Untuk memutus rantasi kekerabatan perilaku korupsi ini, menurut Etty, Negara perlu mengaturnya dengan tegas. "Di Australia, kecil sekali ditemukan praktik korupsi karena negara berhasil memutus mata rantai kekerabatan itu," ungkapnya.
Adapaun cara yang paling efektif untuk memberantas korupsi menurut Etty adalah dengan memiskinkan para koruptor, tidak cukup dengan memberikan hukuman karena ditengarai tidak memberikan efek jera. "Hukuman empat atau lima tahun itu sangat ringan," katanya.
Selain kehadiran KPK yang dibutuhkan untuk tetap menindak para pelaku korupsi, Deputi Pencegahan Tindak Pidana Korupsi, KPK, Iswan Elmi, M.Sc, mengakui penegakan hukum bukan satu-satunya cara memberantas korupsi.
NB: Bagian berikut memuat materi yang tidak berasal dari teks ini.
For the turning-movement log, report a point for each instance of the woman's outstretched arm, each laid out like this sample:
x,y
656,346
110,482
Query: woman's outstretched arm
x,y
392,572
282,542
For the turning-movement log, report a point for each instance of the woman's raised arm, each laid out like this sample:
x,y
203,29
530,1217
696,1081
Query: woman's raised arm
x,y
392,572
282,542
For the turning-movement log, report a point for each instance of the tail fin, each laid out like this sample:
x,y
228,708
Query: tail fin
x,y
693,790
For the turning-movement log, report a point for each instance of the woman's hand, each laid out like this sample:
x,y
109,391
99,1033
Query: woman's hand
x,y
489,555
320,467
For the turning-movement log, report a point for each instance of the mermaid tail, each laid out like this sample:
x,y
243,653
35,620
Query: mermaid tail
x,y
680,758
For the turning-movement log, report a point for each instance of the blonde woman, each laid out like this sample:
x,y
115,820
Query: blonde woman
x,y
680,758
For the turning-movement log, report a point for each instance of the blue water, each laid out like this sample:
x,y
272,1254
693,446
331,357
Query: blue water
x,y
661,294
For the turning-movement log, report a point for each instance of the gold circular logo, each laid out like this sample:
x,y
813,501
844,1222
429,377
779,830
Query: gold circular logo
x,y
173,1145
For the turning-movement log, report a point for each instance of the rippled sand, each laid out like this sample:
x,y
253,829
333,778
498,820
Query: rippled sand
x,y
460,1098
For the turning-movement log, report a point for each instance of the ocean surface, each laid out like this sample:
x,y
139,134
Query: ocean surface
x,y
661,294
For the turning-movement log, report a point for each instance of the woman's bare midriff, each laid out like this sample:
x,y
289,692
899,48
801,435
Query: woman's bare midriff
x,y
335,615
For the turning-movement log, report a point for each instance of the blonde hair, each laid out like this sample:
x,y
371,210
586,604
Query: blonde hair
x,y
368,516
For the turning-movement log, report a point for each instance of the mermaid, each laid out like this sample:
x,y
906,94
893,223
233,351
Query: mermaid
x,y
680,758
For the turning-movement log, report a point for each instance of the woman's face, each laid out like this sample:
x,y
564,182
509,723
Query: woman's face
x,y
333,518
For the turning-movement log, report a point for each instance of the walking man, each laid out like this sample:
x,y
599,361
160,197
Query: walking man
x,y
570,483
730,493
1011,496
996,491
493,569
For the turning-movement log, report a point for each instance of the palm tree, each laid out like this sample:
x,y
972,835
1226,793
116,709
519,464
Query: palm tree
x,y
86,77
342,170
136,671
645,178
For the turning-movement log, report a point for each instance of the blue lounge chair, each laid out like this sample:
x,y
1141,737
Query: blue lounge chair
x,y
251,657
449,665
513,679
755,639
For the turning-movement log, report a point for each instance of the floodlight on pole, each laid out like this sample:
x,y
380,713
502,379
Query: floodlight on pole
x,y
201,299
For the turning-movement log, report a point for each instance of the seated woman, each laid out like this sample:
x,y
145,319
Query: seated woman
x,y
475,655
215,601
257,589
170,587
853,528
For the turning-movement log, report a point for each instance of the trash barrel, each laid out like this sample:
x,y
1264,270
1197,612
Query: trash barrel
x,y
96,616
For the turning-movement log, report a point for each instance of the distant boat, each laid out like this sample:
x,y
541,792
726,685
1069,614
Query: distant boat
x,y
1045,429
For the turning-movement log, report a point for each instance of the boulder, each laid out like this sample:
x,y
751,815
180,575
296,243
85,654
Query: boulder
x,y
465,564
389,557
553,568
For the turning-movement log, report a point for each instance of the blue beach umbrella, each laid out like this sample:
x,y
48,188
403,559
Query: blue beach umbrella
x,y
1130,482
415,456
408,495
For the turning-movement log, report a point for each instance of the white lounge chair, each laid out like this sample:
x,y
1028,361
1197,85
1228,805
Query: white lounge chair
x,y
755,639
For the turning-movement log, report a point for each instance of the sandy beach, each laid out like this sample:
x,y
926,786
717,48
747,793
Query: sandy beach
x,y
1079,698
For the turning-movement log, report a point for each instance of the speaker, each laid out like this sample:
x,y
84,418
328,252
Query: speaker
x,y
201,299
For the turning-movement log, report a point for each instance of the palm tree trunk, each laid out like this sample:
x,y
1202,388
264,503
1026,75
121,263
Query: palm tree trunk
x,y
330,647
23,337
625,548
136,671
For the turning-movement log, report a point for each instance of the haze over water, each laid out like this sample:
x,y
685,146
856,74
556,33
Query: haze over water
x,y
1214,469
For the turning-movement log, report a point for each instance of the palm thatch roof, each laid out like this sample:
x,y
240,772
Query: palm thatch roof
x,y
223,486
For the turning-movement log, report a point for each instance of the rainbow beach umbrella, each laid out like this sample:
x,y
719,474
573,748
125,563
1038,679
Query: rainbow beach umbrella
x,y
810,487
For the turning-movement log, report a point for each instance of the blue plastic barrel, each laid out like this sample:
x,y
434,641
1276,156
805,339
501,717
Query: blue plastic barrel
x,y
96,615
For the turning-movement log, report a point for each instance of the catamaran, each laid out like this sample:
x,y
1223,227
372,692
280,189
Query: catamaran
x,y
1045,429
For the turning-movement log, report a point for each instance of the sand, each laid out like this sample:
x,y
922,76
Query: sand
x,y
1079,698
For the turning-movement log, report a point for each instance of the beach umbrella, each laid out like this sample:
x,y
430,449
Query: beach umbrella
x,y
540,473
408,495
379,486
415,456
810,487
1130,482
Kenyataan selama ini, korupsi bukan justru berkurang malah makin bertambah. "Dari penanganan kasus korupsi, pelakunya makin berlipat," katanya.
Salah satu cara yang kini tengah ditempuh KPK dengan mengkampanyekan integritas moral para penyelenggara Negara. "Integritas tidak berkorelasi dengan bertambahnya umur namun menciptakan budaya malu jika melakukan korupsi," imbuhnya.
Guru Besar Ilmu Politik dan Pemerintahan UGM, Prof. Dr. Purwo Santoso, mengakui pola kekerabatan sangat mengakar kuat di masyarakat sehingga menjebak para pelaku korupsi saat jadi pejabat. "Korupsi terjadi karena adanya ambivalensi norma. Kita harus bersama-sama meminimalisir ambivalensi itu," pungkasnya.